The Insurance Commissioner, therefore, has clearly been empowered to exercise his discretion in the grant or refusal of license applications. Our scope of review here is limited, therefore, to a determination of whether or not constitutional rights were violated, errors of law were committed, or findings of fact were not supported by substantial evidence. Section 44 of the Administrative Agency Law, Act of June 4, 1945, P.L.

[ 27 Pa. Commw. Page 3791388]

, as amended, 71 P.S. § 1710.44. And, where, as here, a statute confers discretion upon an administrative tribunal, its actions are subject to judicial review only to determine whether or not there has been an abuse of discretion or a purely arbitrary exercise of authority. Insurance Department v. Saint Lukes Hospital, 21 Pa. Commonwealth Ct. 10, 342 A.2d 773 (1975). Whether the court may have reached a different opinion or judgment in a particular case is not sufficient to reverse administrative action because judicial discretion may not be substituted for administrative discretion. Insurance Department v. Saint Lukes Hospital, supra. Slanina admitted in agreeing to the entry of the consent order that he had engaged in misrepresentations which constituted violations of the insurance laws of this Commonwealth. The Commissioner, therefore, determined that Slanina was not worthy of a license and we cannot substitute our discretion for that of the Commissioner. Wallace v. Insurance Department, 9 Pa. Commonwealth Ct. 567, 308 A.2d 162 (1973).
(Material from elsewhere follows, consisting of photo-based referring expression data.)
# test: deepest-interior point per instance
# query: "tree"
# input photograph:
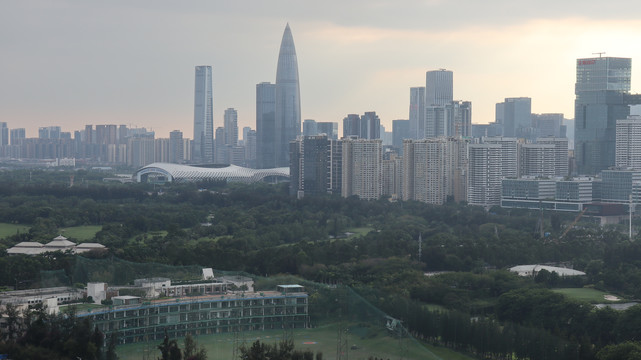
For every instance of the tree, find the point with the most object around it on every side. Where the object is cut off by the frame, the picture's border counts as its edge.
(191, 351)
(169, 349)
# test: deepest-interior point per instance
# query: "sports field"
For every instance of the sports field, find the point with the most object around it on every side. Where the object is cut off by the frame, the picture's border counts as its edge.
(590, 295)
(81, 233)
(362, 342)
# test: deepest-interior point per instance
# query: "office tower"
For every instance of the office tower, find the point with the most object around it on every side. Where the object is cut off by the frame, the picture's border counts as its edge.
(370, 126)
(250, 148)
(439, 88)
(515, 116)
(509, 154)
(176, 154)
(561, 158)
(220, 155)
(417, 113)
(246, 129)
(309, 169)
(287, 98)
(328, 128)
(122, 134)
(460, 118)
(141, 150)
(484, 175)
(161, 150)
(265, 125)
(203, 116)
(361, 170)
(4, 134)
(618, 185)
(400, 131)
(602, 97)
(451, 119)
(310, 127)
(352, 125)
(17, 135)
(366, 126)
(537, 160)
(435, 123)
(49, 132)
(187, 148)
(231, 127)
(628, 143)
(548, 125)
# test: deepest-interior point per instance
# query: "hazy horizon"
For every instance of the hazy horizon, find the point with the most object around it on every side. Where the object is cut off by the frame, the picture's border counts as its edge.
(72, 63)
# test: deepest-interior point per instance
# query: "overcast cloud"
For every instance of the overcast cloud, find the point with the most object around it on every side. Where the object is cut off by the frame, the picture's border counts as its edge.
(72, 63)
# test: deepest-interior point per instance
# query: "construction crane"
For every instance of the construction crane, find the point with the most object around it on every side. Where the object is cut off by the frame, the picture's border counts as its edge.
(576, 220)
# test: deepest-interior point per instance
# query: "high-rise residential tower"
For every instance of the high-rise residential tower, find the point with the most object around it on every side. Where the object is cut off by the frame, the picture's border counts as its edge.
(203, 142)
(417, 113)
(231, 127)
(265, 125)
(628, 143)
(288, 118)
(602, 97)
(439, 87)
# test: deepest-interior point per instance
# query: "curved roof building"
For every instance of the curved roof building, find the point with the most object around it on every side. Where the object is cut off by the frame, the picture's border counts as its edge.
(186, 173)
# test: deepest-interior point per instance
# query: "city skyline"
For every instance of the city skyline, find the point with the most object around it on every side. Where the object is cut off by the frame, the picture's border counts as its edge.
(145, 55)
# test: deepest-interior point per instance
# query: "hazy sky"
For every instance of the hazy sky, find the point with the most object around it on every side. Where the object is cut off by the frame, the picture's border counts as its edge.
(72, 63)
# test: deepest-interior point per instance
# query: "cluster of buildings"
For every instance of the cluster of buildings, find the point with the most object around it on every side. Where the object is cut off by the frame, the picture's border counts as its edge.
(154, 307)
(520, 160)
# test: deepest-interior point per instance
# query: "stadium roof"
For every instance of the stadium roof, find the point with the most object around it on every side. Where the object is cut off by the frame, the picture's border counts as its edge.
(187, 173)
(532, 270)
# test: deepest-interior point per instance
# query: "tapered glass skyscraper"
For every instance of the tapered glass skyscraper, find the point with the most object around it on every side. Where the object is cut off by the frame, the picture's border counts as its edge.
(288, 117)
(203, 143)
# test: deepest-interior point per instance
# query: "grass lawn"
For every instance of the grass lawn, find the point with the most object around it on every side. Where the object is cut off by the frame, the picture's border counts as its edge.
(585, 294)
(7, 229)
(323, 338)
(356, 232)
(81, 233)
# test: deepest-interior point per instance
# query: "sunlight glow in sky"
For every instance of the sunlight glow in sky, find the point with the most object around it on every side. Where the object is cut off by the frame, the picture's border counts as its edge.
(71, 63)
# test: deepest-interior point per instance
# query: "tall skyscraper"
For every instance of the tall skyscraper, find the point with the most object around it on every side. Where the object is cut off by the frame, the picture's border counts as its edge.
(310, 127)
(328, 128)
(288, 118)
(176, 154)
(203, 141)
(417, 112)
(265, 125)
(602, 97)
(370, 125)
(400, 131)
(352, 125)
(231, 127)
(203, 151)
(439, 87)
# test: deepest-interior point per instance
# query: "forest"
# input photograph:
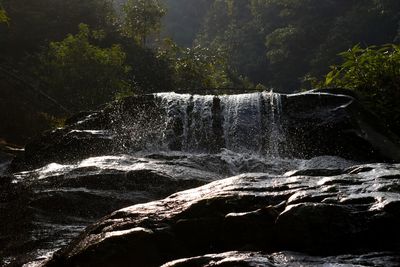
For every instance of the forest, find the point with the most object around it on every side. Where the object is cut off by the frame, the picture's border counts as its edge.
(59, 57)
(203, 133)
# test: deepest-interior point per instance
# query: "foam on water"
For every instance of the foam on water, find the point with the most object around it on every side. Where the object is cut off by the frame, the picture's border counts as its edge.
(248, 123)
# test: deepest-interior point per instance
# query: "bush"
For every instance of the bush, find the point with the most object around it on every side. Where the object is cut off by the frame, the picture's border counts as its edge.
(81, 75)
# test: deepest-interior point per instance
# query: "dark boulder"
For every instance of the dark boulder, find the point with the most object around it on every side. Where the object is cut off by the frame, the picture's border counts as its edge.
(350, 213)
(251, 259)
(311, 124)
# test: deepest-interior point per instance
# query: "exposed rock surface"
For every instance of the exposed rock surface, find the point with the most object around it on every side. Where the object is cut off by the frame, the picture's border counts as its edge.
(310, 124)
(147, 147)
(355, 212)
(286, 259)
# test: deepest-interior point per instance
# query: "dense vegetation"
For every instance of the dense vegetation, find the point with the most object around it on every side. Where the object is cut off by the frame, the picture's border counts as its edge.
(62, 56)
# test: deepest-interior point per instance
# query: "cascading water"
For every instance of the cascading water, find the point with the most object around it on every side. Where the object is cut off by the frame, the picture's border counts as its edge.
(240, 123)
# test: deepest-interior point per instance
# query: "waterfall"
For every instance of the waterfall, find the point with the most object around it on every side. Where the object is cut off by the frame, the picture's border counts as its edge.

We must note that the Commissioner's hearing officer stated at the hearing that the only question involved was whether or not Slanina had sufficiently "rehabilitated" himself to become a licensed insurance agent and ruled that he had not. The evidence in the record as to Slanina's character and "rehabilitation" is as follows: (1) a statement by Mass. Mutual that, following an investigation, Slanina was endorsed by the company as being trained and prepared to sell insurance, of good business reputation and worthy of a license; (2) "a letter from an agent he was formerly associated with attesting to his good character";*fn3 and (3) Slanina's testimony that he was

[ 27 Pa. Commw. Page 380]

    now aware that his prior actions had been contrary to law, that he would not, if given the chance, violate the law again, and that he had never been convicted of any crimes in the Commonwealth. While we are uncertain as to what other evidence of "rehabilitation" the Commissioner may have expected, and we might ourselves have thought this sufficient, we believe that the denial of Slanina's license application, which application was made less than two weeks after the consent order and refused because that order had been entered, did not constitute an abuse of discretion. We, therefore, affirm the adjudication.


And Now, this 6th day of December, 1976, the adjudication of the Insurance Commissioner, dated February 17, 1976, is hereby affirmed and the appeal of Steven J. Slanina is dismissed.